Strong showing wins South Whidbey wrestling tournament

Six South Whidbey wrestlers made the championship match in their weight divisions at the Iron Sharpens Iron Tournament on Saturday, allowing the Falcons to run home with the team title.

Six South Whidbey wrestlers made the championship match in their weight divisions at the Iron Sharpens Iron Tournament on Saturday, allowing the Falcons to run home with the team title.

In addition to two first-place finishes by seniors Andy Madsen and Calvin Shimada, nine other Falcons finished in the top three.

“The kids were wrestling really well, racking up a lot of points from falls,” said Falcon head coach Jim Thompson. “These guys are going out there a little chippy.”

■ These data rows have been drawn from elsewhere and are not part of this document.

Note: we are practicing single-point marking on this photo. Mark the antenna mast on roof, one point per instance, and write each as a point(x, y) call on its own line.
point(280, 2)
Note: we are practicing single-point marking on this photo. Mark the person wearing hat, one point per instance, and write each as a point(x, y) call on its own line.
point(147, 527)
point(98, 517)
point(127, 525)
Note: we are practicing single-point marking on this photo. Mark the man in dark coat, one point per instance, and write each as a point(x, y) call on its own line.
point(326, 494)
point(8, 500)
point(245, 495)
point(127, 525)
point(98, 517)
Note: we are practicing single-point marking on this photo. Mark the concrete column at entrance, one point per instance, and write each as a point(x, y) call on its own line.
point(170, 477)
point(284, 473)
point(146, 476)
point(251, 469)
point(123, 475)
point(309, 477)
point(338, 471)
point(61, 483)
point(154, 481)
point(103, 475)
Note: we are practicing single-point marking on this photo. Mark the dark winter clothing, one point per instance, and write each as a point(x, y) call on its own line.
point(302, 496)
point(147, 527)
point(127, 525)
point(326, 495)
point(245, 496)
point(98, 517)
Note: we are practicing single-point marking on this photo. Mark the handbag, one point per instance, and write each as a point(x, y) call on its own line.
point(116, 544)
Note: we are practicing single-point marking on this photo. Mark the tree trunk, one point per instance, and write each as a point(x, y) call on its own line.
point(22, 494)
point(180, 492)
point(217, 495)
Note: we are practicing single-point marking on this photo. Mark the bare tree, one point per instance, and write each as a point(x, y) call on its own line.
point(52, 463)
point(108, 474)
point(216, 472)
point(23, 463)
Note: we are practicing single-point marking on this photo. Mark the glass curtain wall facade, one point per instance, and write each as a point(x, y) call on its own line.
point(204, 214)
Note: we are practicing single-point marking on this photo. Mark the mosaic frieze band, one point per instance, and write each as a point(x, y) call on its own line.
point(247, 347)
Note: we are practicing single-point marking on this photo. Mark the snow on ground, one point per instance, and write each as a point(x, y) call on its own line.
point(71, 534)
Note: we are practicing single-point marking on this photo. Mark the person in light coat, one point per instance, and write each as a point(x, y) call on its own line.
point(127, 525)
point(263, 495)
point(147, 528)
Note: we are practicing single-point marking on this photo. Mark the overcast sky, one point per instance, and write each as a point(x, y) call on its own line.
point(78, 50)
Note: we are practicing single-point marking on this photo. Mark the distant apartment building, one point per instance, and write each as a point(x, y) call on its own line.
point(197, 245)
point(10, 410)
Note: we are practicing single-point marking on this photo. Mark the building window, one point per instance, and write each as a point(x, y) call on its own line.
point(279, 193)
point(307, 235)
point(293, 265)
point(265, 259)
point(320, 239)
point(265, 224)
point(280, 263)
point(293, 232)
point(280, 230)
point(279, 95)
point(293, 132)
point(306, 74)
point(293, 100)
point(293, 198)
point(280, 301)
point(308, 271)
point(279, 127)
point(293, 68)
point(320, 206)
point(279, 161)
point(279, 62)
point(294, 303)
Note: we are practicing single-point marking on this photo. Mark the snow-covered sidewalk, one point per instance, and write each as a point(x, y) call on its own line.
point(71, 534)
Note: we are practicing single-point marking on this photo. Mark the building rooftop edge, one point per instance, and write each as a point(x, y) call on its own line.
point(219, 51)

South Whidbey, a school with about 420 students, has had a difficult time for years filling the lower weights. At the tournament at Bellevue Christian High School, the Falcons didn’t field a wrestler in the 106 and 126-pound weight divisions.

Nonetheless, the Falcons won the tournament handily with 223 total points. Darrington, the second-place team out of nine, scored 172 points.

Leading the way were first-place wrestlers Madsen and Shimada. Madsen is undefeated thus far with six pins in six matches in the 152-pound class. Shimada was in a similar situation at the Bellevue tournament with pins in his three 170-pound matches.

Falcon seniors Tyler Russell, Kyrell Broyles, Jose Chavez and Beck Davis placed second in the 138, 160, 170 and 182 weight divisions, respectively. Broyles was close to winning the championship bout in overtime, but couldn’t capitalize on a few good moves.

“He wrestled a real tough kid from Concrete who was a state qualifier from last year,” Thompson said. “He had him on his back but blew it.”

Where South Whidbey distinguished itself was in the wrestlers’ ability to bounce back from a defeat and fight for the third-place match. Six Falcons battled in the third/fourth-place match, and five won for a third-place finish: Seth Schille in the 120, Hunter Newman in the 132, Donnie Sutton in the 145, Trevor Miller in the 220 and Pierce Jackson in the heavyweight. Josh McElhinny placed fourth in the 138, but his overall place did not count toward the team’s score because teams could only enter one wrestler per weight.